Microsoft Entra ID Protection notifications
Microsoft Entra ID Protection sends two types of automated notification emails to help you manage user risk and risk detections:
- Users at risk detected email
- Weekly digest email
This article provides you with an overview of both notification emails.
We don't support sending emails to users in group-assigned roles.
Users at risk detected email
In response to a detected account at risk, Microsoft Entra ID Protection generates an email alert with Users at risk detected as subject. The email includes a link to the Users flagged for risk report. As a best practice, you should immediately investigate the users at risk.
The configuration for this alert allows you to specify at what user risk level you want the alert to be generated. The email will be generated when the user's risk level reaches what you have specified. For example, if you set the policy to alert on medium user risk and your user John's user risk score moves to medium risk because of a real-time sign-in risk, you'll receive the users at risk detected email. If the user has subsequent risk detections that cause the user risk level calculation to be the specified risk level (or higher), you'll receive more user at risk detected emails when the user risk score is recalculated. For example, if a user moves to medium risk on January 1, you'll receive an email notification if your settings are set to alert on medium risk. If that same user then has another risk detection on January 5 that's also medium risk, and the user risk score is recalculated and is still medium, you'll receive another email notification.

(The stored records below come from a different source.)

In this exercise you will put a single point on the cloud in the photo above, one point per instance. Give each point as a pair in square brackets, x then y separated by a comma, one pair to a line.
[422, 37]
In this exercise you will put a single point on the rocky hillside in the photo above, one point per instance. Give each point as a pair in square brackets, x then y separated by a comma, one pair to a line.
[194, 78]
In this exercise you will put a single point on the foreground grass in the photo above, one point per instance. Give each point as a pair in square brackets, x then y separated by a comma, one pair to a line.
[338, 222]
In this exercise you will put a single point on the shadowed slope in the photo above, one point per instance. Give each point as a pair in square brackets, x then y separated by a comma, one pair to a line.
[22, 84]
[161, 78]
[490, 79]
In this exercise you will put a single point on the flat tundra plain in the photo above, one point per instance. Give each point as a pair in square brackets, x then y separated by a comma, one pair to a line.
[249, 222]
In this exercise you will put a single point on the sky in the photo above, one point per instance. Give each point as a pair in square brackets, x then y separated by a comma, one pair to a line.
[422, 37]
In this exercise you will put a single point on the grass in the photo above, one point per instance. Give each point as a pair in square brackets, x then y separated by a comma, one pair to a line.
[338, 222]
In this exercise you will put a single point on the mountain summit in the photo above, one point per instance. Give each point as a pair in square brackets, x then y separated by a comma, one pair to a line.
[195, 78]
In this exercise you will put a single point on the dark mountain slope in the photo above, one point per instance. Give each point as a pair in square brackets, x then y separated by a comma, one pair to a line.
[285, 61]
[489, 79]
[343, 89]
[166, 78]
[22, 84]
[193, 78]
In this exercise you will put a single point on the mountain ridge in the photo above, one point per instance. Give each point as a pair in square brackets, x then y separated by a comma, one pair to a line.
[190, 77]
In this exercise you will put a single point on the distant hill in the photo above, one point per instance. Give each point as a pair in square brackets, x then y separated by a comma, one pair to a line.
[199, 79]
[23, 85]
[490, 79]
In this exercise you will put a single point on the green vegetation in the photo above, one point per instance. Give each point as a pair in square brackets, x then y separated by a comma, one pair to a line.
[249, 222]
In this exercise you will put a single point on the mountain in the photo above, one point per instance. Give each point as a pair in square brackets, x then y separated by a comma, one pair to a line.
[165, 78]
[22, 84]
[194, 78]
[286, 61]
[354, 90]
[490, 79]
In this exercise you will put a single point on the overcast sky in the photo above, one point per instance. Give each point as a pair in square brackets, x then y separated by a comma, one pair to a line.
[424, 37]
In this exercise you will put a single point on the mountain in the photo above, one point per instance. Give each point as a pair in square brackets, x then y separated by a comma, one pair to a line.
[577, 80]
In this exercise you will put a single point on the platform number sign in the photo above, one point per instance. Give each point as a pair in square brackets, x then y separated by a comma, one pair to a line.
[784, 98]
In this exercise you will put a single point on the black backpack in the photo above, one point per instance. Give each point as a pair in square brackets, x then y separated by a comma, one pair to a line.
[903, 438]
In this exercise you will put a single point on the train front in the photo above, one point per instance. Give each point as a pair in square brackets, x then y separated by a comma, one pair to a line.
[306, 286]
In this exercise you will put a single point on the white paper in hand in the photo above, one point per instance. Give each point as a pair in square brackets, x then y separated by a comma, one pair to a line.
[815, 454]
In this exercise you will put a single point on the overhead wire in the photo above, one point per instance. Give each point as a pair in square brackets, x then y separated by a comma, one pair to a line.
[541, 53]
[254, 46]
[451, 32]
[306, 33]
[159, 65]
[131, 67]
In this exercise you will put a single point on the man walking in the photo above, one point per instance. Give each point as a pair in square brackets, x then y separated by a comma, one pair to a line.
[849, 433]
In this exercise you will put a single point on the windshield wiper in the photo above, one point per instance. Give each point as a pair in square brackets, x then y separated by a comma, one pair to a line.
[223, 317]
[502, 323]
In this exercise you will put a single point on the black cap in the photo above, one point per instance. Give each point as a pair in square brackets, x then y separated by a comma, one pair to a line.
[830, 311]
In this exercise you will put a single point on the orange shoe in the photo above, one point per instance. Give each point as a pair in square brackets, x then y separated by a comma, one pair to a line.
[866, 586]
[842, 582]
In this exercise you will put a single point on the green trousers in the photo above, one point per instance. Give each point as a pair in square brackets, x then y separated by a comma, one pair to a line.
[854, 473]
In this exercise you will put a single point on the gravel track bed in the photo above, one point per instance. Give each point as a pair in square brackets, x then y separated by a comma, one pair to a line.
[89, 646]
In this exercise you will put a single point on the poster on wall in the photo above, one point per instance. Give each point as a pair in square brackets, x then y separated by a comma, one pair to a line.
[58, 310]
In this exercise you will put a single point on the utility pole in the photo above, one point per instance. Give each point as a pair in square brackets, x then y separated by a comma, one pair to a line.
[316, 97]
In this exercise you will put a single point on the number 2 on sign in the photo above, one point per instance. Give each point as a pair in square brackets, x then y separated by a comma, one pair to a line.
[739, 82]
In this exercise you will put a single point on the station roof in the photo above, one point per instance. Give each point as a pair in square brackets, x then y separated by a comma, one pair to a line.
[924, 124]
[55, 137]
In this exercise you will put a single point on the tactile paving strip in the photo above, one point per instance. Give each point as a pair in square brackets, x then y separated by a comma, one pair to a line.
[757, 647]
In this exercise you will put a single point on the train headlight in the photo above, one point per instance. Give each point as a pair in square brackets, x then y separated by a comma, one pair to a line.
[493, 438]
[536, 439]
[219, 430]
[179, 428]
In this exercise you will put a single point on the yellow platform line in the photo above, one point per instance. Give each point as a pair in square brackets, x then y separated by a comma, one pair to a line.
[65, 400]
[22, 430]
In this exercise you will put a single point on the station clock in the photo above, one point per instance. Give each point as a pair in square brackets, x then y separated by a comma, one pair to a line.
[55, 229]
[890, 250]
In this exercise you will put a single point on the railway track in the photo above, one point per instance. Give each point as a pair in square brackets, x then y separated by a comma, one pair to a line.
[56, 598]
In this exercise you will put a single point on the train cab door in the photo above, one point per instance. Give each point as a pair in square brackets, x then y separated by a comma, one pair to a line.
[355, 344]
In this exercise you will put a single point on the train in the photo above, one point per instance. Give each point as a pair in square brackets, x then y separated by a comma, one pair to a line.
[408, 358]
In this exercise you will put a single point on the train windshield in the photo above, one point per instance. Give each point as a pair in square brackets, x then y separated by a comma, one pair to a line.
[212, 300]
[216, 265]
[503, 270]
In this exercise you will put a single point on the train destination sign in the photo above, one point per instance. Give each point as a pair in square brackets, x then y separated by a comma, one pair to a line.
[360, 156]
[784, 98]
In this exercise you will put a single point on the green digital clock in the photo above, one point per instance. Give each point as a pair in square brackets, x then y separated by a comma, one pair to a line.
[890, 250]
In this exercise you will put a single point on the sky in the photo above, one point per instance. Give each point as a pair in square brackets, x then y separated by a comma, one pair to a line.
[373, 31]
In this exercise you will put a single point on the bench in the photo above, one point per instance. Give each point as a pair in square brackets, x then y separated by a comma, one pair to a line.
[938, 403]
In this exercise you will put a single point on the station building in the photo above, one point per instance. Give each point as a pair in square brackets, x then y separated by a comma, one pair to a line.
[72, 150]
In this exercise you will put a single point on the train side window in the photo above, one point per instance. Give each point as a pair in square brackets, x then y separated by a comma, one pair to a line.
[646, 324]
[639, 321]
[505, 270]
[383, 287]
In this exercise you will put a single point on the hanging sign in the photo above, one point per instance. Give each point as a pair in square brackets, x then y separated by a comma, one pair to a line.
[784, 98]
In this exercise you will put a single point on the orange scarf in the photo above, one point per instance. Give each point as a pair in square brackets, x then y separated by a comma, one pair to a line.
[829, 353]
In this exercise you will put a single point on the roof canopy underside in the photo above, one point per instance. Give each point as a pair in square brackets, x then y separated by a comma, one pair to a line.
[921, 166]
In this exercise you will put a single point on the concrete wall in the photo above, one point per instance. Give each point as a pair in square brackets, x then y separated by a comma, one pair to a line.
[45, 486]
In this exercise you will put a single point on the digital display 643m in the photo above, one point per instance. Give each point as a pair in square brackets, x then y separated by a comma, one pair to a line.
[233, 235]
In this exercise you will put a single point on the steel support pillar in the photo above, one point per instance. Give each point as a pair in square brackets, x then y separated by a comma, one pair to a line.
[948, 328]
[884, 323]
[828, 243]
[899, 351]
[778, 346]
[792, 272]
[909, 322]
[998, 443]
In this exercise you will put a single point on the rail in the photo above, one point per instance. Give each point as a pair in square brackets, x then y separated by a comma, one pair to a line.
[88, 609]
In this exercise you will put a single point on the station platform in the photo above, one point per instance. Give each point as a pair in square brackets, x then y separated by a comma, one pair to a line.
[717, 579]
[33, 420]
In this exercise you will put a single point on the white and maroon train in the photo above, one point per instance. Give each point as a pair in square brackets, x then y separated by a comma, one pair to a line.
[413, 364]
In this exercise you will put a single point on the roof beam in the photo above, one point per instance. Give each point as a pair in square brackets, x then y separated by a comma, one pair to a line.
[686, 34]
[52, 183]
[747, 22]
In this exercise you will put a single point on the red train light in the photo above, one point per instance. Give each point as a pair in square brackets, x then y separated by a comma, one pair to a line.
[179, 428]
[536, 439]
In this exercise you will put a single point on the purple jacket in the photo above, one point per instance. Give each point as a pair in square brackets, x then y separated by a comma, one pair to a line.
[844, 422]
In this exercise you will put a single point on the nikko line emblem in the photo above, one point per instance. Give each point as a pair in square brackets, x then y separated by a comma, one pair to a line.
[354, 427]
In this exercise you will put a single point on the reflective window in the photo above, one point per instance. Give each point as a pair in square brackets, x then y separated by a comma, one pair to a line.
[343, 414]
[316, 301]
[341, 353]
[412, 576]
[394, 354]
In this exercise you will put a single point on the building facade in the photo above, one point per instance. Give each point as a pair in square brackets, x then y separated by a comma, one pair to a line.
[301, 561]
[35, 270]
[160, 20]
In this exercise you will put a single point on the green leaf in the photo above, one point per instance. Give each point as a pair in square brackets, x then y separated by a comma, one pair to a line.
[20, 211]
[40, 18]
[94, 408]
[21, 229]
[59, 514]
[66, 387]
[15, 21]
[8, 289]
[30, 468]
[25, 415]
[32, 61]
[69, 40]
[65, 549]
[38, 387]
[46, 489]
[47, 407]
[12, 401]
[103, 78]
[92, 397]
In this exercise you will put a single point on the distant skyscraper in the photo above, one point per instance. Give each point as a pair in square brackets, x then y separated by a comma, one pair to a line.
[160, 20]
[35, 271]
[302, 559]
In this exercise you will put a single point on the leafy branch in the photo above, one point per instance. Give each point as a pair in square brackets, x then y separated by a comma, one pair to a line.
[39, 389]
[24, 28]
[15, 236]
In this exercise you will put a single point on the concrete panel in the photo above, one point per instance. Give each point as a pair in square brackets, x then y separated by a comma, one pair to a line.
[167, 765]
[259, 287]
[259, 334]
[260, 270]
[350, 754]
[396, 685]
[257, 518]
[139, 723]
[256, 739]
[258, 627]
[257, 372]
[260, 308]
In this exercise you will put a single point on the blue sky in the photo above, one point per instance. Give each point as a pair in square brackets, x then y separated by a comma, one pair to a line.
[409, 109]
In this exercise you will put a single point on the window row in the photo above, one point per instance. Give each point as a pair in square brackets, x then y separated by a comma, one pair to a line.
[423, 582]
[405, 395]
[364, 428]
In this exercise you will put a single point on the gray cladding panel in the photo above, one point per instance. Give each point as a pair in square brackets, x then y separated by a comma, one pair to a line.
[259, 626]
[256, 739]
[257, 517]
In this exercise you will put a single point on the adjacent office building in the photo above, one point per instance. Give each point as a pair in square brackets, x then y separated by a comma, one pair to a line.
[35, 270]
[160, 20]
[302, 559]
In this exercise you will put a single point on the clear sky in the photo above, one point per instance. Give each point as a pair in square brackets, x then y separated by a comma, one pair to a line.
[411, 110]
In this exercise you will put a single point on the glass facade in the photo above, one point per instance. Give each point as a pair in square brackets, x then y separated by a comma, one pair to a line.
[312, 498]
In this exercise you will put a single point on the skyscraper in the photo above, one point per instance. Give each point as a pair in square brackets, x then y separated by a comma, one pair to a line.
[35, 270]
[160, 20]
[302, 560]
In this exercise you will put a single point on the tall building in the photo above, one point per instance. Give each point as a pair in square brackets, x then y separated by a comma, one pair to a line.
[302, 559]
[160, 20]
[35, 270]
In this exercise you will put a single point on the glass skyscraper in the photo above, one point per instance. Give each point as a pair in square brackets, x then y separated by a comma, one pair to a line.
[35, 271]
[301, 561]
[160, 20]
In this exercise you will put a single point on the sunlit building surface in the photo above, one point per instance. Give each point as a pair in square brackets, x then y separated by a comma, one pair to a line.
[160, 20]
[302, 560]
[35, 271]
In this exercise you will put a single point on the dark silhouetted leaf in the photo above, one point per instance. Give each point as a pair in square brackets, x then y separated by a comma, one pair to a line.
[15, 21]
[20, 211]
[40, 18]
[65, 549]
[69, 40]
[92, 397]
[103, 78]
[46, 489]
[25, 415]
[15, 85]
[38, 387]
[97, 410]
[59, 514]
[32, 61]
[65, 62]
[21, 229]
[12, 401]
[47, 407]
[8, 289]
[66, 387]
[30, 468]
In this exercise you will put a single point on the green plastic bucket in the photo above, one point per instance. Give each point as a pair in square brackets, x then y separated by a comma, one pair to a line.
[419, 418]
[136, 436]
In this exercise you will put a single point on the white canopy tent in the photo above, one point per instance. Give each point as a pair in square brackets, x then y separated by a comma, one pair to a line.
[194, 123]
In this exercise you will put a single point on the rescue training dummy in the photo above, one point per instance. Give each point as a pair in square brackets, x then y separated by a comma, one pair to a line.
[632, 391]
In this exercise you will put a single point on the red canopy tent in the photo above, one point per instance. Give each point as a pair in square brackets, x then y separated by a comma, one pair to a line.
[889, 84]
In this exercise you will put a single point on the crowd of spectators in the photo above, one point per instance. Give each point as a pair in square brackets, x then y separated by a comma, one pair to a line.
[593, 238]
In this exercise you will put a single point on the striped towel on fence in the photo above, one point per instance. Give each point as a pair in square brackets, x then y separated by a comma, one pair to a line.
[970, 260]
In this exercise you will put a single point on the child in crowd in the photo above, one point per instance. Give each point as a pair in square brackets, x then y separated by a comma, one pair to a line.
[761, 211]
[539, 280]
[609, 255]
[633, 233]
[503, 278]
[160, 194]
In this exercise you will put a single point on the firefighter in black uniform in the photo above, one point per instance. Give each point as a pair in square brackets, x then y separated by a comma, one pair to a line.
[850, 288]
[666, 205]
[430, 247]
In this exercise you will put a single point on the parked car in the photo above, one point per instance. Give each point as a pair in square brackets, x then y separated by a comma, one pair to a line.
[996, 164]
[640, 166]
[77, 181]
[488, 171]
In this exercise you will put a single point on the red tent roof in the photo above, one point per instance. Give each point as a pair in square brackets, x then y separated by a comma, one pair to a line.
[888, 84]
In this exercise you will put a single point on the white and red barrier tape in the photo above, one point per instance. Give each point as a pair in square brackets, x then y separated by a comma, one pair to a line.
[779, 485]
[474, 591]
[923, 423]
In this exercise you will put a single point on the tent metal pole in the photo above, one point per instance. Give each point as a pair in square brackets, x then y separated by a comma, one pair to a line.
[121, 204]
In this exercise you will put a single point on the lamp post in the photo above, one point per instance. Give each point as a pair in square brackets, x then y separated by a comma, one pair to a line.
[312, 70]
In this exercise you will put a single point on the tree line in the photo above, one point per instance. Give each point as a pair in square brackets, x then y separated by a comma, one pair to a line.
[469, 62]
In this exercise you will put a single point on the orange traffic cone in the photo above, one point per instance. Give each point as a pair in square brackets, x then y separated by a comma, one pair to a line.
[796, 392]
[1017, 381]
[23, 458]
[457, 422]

However, an extra email notification will only be sent if the time the risk detection occurred (that caused the change in user risk level) is more recent than when the last email was sent. For example, a user signs in on January 1 at 5 AM and there's no real-time risk (meaning no email would be generated because of that sign-in). 10 minutes later, at 5:10 AM, the same user signs-in again and has high real-time risk, causing the user risk level to move to high and an email to be sent. Then, at 5:15 AM, the offline risk score for the original sign-in at 5 AM changes to high risk because of offline risk processing. Another user flagged for risk e-mail wouldn't be sent, since the time of the first sign-in was before the second sign-in that already triggered an email notification.
To prevent an overload of e-mails, you'll only receive one email within a 5-second time period. This delay means that if multiple users move to the specified risk level during the same 5-second time period, we'll aggregate and send one e-mail to represent the change in risk level for all of them.
If your organization has enabled self-remediation as described in the article, User experiences with Microsoft Entra ID Protection there's a chance that the user may remediate their risk before you have the opportunity to investigate. You can see risky users and risky sign-ins that have been remediated by adding "Remediated" to the Risk state filter in either the Risky users or Risky sign-ins reports.
Configure users at risk detected alerts
As an administrator, you can set:
- The user risk level that triggers the generation of this email - By default, the risk level is set to “High” risk.
- The recipients of this email - Users in the Global Administrator, Security Administrator, or Security Reader roles are automatically added to this list. We attempt to send emails to the first 20 members of each role. If a user is enrolled in PIM to elevate to one of these roles on demand, then they will only receive emails if they are elevated at the time the email is sent.
- Optionally you can Add custom email here users defined must have the appropriate permissions to view the linked reports.
Configure the users at risk email in the Microsoft Entra admin center under Protection > Identity Protection > Users at risk detected alerts.
Weekly digest email
The weekly digest email contains a summary of new risk detections.
- New risky users detected
- New risky sign-ins detected (in real time)
- Links to the related reports in Identity Protection
Users in the Global Administrator, Security Administrator, or Security Reader roles are automatically added to this list. We attempt to send emails to the first 20 members of each role. If a user is enrolled in PIM to elevate to one of these roles on demand, then they will only receive emails if they are elevated at the time the email is sent
Configure weekly digest email
As an administrator, you can switch sending a weekly digest email on or off and choose the users assigned to receive the email.
Configure the weekly digest email in the Microsoft Entra admin center > Protection > Identity Protection > Weekly digest.